I stopped a moment.
In an eglantine bush, on the edge of the road, I saw something white moving, and a voice, clear and soft as silver, struck my ear:—"Madelaine, Madelaine, where are you going so far from home, Madelaine? I am your virginity, my dear child; that is why I have a white dress, a white crown and a white skin. But why do you wear boots, Madelaine? I thought that you had a very pretty foot. Boots and short-clothes and a great plumed hat like a cavalier going to the war! Why that long sword that strikes and bruises your thigh? You have a strange outfit, Madelaine, and I am not sure if I ought to accompany you."
"If you are afraid, my dear, go back to the house, water my flowers and take care of my doves. But really you are wrong, you would be safer in these garments of stout cloth than in your gauze and fine linen. My boots prevent any one from seeing if I have a pretty foot; this sword is to defend myself and the plume waving in my hat is to frighten away the nightingales that come to sing false songs of love in my ear."
I continued my journey; in the sighs of the wind I thought I could recognize the last bar of the sonata I had learned for my uncle's birthday, and in a great rose that showed its full-blown head above a low wall, the model of the rose I had painted so often in water-colors; as I rode by a house I saw the phantoms of my curtains waving at a window. My whole past seemed to be clinging to me to prevent my going forward and arriving at a new future.
I hesitated two or three times, and I turned my horse's head the other way.
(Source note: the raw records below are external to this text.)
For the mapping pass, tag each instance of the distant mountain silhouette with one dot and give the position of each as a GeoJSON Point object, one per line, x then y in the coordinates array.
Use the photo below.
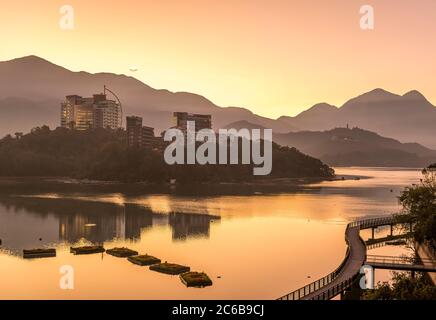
{"type": "Point", "coordinates": [410, 117]}
{"type": "Point", "coordinates": [31, 90]}
{"type": "Point", "coordinates": [357, 147]}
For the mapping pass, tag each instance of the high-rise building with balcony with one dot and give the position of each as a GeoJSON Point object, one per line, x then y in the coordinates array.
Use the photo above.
{"type": "Point", "coordinates": [139, 136]}
{"type": "Point", "coordinates": [202, 121]}
{"type": "Point", "coordinates": [80, 113]}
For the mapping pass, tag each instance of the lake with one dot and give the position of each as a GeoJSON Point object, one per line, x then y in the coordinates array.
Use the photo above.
{"type": "Point", "coordinates": [253, 245]}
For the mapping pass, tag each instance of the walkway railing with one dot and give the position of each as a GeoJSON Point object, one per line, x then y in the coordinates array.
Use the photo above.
{"type": "Point", "coordinates": [325, 281]}
{"type": "Point", "coordinates": [318, 284]}
{"type": "Point", "coordinates": [373, 222]}
{"type": "Point", "coordinates": [406, 262]}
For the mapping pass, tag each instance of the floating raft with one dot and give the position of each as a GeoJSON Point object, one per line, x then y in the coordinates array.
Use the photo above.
{"type": "Point", "coordinates": [170, 268]}
{"type": "Point", "coordinates": [39, 253]}
{"type": "Point", "coordinates": [195, 279]}
{"type": "Point", "coordinates": [122, 252]}
{"type": "Point", "coordinates": [87, 250]}
{"type": "Point", "coordinates": [144, 260]}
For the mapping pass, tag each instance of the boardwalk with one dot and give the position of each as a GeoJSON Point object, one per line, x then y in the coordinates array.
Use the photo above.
{"type": "Point", "coordinates": [344, 276]}
{"type": "Point", "coordinates": [401, 263]}
{"type": "Point", "coordinates": [356, 258]}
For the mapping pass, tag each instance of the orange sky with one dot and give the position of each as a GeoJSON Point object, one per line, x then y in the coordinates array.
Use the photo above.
{"type": "Point", "coordinates": [274, 57]}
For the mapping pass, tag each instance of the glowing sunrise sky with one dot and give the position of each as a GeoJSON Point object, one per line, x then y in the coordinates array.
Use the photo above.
{"type": "Point", "coordinates": [275, 57]}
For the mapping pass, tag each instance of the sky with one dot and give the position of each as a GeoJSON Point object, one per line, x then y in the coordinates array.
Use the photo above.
{"type": "Point", "coordinates": [274, 57]}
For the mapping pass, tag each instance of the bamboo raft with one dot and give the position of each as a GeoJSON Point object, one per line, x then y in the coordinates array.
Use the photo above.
{"type": "Point", "coordinates": [144, 260]}
{"type": "Point", "coordinates": [39, 253]}
{"type": "Point", "coordinates": [122, 252]}
{"type": "Point", "coordinates": [170, 268]}
{"type": "Point", "coordinates": [87, 250]}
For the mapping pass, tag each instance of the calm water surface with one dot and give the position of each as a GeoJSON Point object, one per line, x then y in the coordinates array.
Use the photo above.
{"type": "Point", "coordinates": [257, 246]}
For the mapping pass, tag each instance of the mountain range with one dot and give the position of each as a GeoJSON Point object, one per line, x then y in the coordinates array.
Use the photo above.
{"type": "Point", "coordinates": [31, 90]}
{"type": "Point", "coordinates": [352, 147]}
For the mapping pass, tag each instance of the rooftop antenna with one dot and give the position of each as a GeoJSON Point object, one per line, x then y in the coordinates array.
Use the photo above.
{"type": "Point", "coordinates": [119, 103]}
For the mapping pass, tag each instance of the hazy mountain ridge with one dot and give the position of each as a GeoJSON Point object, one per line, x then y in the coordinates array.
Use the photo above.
{"type": "Point", "coordinates": [357, 147]}
{"type": "Point", "coordinates": [32, 88]}
{"type": "Point", "coordinates": [46, 85]}
{"type": "Point", "coordinates": [410, 117]}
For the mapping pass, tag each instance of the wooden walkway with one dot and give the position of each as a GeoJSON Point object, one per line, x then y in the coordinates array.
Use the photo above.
{"type": "Point", "coordinates": [401, 263]}
{"type": "Point", "coordinates": [344, 276]}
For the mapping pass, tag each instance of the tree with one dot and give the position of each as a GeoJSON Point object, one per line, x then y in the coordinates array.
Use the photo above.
{"type": "Point", "coordinates": [404, 287]}
{"type": "Point", "coordinates": [419, 203]}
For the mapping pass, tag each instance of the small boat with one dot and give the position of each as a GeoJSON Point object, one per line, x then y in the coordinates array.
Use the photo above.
{"type": "Point", "coordinates": [39, 253]}
{"type": "Point", "coordinates": [144, 260]}
{"type": "Point", "coordinates": [170, 268]}
{"type": "Point", "coordinates": [195, 279]}
{"type": "Point", "coordinates": [87, 250]}
{"type": "Point", "coordinates": [122, 252]}
{"type": "Point", "coordinates": [396, 243]}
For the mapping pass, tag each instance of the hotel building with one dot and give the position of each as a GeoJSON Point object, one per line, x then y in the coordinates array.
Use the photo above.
{"type": "Point", "coordinates": [80, 113]}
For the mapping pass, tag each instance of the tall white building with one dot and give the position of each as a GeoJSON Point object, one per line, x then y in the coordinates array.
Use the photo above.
{"type": "Point", "coordinates": [80, 113]}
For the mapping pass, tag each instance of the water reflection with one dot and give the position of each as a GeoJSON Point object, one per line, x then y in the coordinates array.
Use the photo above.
{"type": "Point", "coordinates": [30, 222]}
{"type": "Point", "coordinates": [288, 234]}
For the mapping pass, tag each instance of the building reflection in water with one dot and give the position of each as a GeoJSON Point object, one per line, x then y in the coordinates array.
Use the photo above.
{"type": "Point", "coordinates": [96, 222]}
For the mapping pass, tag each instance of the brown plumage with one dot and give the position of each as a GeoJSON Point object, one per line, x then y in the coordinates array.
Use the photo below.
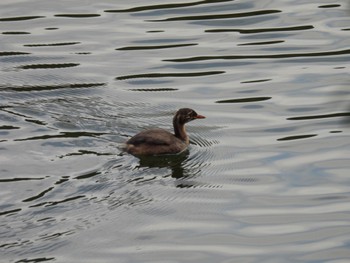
{"type": "Point", "coordinates": [159, 141]}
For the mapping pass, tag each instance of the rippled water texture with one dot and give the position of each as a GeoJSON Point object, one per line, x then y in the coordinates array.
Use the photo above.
{"type": "Point", "coordinates": [266, 177]}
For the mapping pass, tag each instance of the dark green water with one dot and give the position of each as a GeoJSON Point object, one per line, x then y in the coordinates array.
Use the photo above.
{"type": "Point", "coordinates": [266, 177]}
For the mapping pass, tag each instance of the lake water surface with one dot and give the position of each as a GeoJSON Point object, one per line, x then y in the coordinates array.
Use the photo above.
{"type": "Point", "coordinates": [266, 177]}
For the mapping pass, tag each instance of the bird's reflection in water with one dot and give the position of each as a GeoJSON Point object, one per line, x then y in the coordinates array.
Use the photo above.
{"type": "Point", "coordinates": [176, 164]}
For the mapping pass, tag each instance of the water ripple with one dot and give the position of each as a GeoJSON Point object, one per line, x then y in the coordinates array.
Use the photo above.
{"type": "Point", "coordinates": [165, 75]}
{"type": "Point", "coordinates": [19, 18]}
{"type": "Point", "coordinates": [262, 30]}
{"type": "Point", "coordinates": [165, 6]}
{"type": "Point", "coordinates": [218, 16]}
{"type": "Point", "coordinates": [49, 66]}
{"type": "Point", "coordinates": [156, 47]}
{"type": "Point", "coordinates": [270, 56]}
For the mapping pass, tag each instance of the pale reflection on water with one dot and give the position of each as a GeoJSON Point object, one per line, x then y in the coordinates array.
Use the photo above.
{"type": "Point", "coordinates": [265, 178]}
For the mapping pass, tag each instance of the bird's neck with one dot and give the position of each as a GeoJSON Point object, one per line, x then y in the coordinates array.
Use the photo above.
{"type": "Point", "coordinates": [180, 131]}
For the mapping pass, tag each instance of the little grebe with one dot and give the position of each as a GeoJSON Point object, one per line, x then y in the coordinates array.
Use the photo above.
{"type": "Point", "coordinates": [159, 141]}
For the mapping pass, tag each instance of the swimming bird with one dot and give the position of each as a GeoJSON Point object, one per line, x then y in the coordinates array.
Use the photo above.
{"type": "Point", "coordinates": [158, 141]}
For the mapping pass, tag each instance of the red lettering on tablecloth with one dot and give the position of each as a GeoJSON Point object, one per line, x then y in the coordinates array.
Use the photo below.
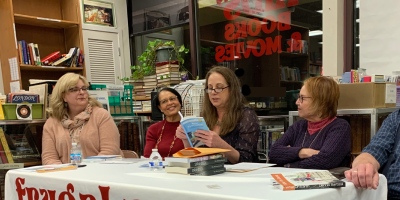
{"type": "Point", "coordinates": [32, 193]}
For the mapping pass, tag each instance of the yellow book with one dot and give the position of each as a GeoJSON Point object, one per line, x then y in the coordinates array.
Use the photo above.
{"type": "Point", "coordinates": [5, 146]}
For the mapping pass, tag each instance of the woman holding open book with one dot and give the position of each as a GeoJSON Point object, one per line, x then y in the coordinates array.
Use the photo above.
{"type": "Point", "coordinates": [320, 140]}
{"type": "Point", "coordinates": [75, 117]}
{"type": "Point", "coordinates": [232, 124]}
{"type": "Point", "coordinates": [161, 135]}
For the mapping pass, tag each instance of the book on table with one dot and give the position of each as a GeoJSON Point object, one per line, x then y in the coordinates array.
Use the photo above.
{"type": "Point", "coordinates": [314, 179]}
{"type": "Point", "coordinates": [195, 170]}
{"type": "Point", "coordinates": [190, 125]}
{"type": "Point", "coordinates": [197, 161]}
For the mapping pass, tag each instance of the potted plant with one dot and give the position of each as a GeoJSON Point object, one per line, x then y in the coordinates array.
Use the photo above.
{"type": "Point", "coordinates": [157, 51]}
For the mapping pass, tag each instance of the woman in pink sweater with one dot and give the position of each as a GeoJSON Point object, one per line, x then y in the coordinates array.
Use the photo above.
{"type": "Point", "coordinates": [76, 117]}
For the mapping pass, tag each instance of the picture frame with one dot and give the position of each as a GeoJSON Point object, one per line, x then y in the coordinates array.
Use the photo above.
{"type": "Point", "coordinates": [98, 13]}
{"type": "Point", "coordinates": [156, 19]}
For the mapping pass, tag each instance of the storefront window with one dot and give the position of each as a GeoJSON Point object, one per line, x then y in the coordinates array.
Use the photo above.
{"type": "Point", "coordinates": [271, 45]}
{"type": "Point", "coordinates": [165, 20]}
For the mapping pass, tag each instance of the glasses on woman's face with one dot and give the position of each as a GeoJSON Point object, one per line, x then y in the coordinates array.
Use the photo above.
{"type": "Point", "coordinates": [301, 98]}
{"type": "Point", "coordinates": [216, 90]}
{"type": "Point", "coordinates": [76, 89]}
{"type": "Point", "coordinates": [171, 99]}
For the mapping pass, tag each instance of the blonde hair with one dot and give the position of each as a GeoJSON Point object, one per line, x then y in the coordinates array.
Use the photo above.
{"type": "Point", "coordinates": [325, 95]}
{"type": "Point", "coordinates": [67, 81]}
{"type": "Point", "coordinates": [234, 106]}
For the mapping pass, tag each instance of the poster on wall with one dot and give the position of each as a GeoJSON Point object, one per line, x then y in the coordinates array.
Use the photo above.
{"type": "Point", "coordinates": [99, 13]}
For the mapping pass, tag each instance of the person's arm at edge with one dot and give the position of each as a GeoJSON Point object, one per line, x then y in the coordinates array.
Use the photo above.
{"type": "Point", "coordinates": [49, 149]}
{"type": "Point", "coordinates": [108, 133]}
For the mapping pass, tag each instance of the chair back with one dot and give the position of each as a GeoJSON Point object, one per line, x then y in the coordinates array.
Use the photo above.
{"type": "Point", "coordinates": [130, 154]}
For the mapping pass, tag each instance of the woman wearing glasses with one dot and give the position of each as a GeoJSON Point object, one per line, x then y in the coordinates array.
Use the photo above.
{"type": "Point", "coordinates": [320, 140]}
{"type": "Point", "coordinates": [76, 117]}
{"type": "Point", "coordinates": [232, 124]}
{"type": "Point", "coordinates": [161, 135]}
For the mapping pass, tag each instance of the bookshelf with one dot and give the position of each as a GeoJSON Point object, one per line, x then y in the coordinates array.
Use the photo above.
{"type": "Point", "coordinates": [55, 25]}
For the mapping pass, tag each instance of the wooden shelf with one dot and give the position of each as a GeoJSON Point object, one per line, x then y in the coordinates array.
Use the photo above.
{"type": "Point", "coordinates": [24, 67]}
{"type": "Point", "coordinates": [43, 22]}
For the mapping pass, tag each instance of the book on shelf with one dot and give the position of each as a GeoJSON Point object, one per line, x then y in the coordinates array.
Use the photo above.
{"type": "Point", "coordinates": [213, 161]}
{"type": "Point", "coordinates": [159, 71]}
{"type": "Point", "coordinates": [313, 179]}
{"type": "Point", "coordinates": [190, 125]}
{"type": "Point", "coordinates": [49, 59]}
{"type": "Point", "coordinates": [201, 170]}
{"type": "Point", "coordinates": [194, 159]}
{"type": "Point", "coordinates": [6, 148]}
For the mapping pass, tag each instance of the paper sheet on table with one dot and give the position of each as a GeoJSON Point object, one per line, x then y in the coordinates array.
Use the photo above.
{"type": "Point", "coordinates": [246, 167]}
{"type": "Point", "coordinates": [197, 152]}
{"type": "Point", "coordinates": [104, 157]}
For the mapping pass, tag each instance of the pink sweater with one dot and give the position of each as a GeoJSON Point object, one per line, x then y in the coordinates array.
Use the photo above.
{"type": "Point", "coordinates": [99, 136]}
But the little blue snake, curiosity, softly hissed insidious words into my ear, and said to me:—"Go on, go on, Théodore; it is a good opportunity to learn; if you don't learn to-day, you will never know.—And will you bestow your noble heart, at random, on the first honest and passionate exterior?—Men conceal some very extraordinary secrets from us, Théodore!"
I started off at a gallop.
The short-clothes were on my body and not in my mind; I had a very unpleasant feeling, a sort of shiver of fear, to call it by its right name, at a dark place in the forest; a gunshot, fired by a poacher, almost made me faint. If it had been a highwayman, the pistols in my holsters and my long sword would certainly have been of small use to me. But gradually I recovered and paid no farther attention to it.
The sun sank slowly beneath the horizon like the lights in a theatre which are turned down when the performance is at an end. Rabbits and pheasants crossed the road from time to time; the shadows lengthened and all distant objects were tinged with red. Certain parts of the sky were of a most soft, deep lilac, others of a pale lemon or orange; the birds of night began to sing, and a multitude of curious sounds arose from the woods: the little remaining light faded away, and it became quite dark,—darker because of the shadow cast by the trees. And I, who had never been out alone at night, was in the midst of a great forest at eight o'clock! Can you imagine it, my Graciosa,—I who used almost to die of fear at the foot of the garden? My fright returned with ten-fold force and my heart beat terribly fast; it was with great satisfaction, I confess, that I saw the lights of the town for which I was bound gleaming and twinkling on a hillside. As soon as I saw those bright specks—like little earthly stars they were—my fright passed away completely. It seemed to me that those unthinking lights were the open eyes of so many friends watching for me.
My horse was no less content than I, and, scenting the sweet odors of a stable, more agreeable to him than the perfume of all the marguerites and wood strawberries on earth, he trotted straight to the Hôtel du Lion-Rouge.